Politics & Iraq
Tom Bevan at RealClearPolitics raises several uncomfortable questions for conservatives that require answering about why we hold the position we do on Iraq.
For my part, if this were a Gore presidency, I would have made a bit more noise about the lack of WMDs and, like Tom, I would have complained a whole lot more about our initial failure to squash the terrorists in Fallujah, as well as the repeated peace overtures to Shiite junior cleric and punk, Muqtada al Sadr instead of running him down as the terrorist leader he is. I also wouldn't have been too happy with what appeared to be an undermanned war, requiring the extensions of reservists' service. So I suppose my partisanship does affect my objectivity.
But a few things to consider...people can worship freely in Iraq. People can disagree freely. People can choose to hate their government and let it be heard. Israel, one of the itchiest trigger fingers of the free nations of the world (and with good reason), has one of its most lethal threats eliminated.
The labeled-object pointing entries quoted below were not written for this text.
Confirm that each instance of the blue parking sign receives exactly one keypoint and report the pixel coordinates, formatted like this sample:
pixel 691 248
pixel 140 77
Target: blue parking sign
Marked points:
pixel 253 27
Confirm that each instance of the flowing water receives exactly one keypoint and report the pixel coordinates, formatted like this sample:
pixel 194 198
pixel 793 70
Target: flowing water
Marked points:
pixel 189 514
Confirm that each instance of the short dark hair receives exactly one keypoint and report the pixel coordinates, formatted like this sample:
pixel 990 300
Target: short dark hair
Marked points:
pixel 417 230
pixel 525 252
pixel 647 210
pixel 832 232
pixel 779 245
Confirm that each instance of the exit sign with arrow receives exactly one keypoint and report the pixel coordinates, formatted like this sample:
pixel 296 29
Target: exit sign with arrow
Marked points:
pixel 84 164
Saudi Arabia, Iran, Syria, and an increasingly pro-islamist Turkey now must deal with the difficulty of having a budding Arabic democracy in the midst (with the exception of Turkey) of their dictatorships.
There is no question that the world is a much safer place after the invasion of Iraq. A government known to have possessed and used WMD on its own people, which attacked three of its neighbors, with plans to attack an oil-rich fourth neighbor to the south, which violated UN resolutions and terms of the 1991 cease-fire, which murdered its civilians, and which supported, harbored and collaborated with international terror groups, is gone. Yes, the pacification is not an easy job, and rooting out terrorist insurgents in an urban setting is a whole lot more difficult than eliminating a standing military. But the larger good is already being realized by a substantially reduced international threat.
Tom's most important point, though, is that these accomplishments are mere footnotes to many Democrats who seem to feel that deposing Saddam and all of the benefits which that brings to the Iraqi people and the world were mere details compared to the more important objective of deposing Bush in favor of someone who really had no agenda beyond winning an election.
And it's downright freaky when they side with Michael Moore who believes that there is no terrorist threat, when they demonize the Patriot Act and the Attorney General who enforces it by making blatantly false claims that people's civil rights are being trounced all over America, and by being quick to excuse terror attacks as the natural and just result of American foreign policy. Politics is a fine and fun game to play, but it raises numerous character questions about the Democrats when progress is viewed solely as a function of whether the person upon whose watch it occurred was a Democrat.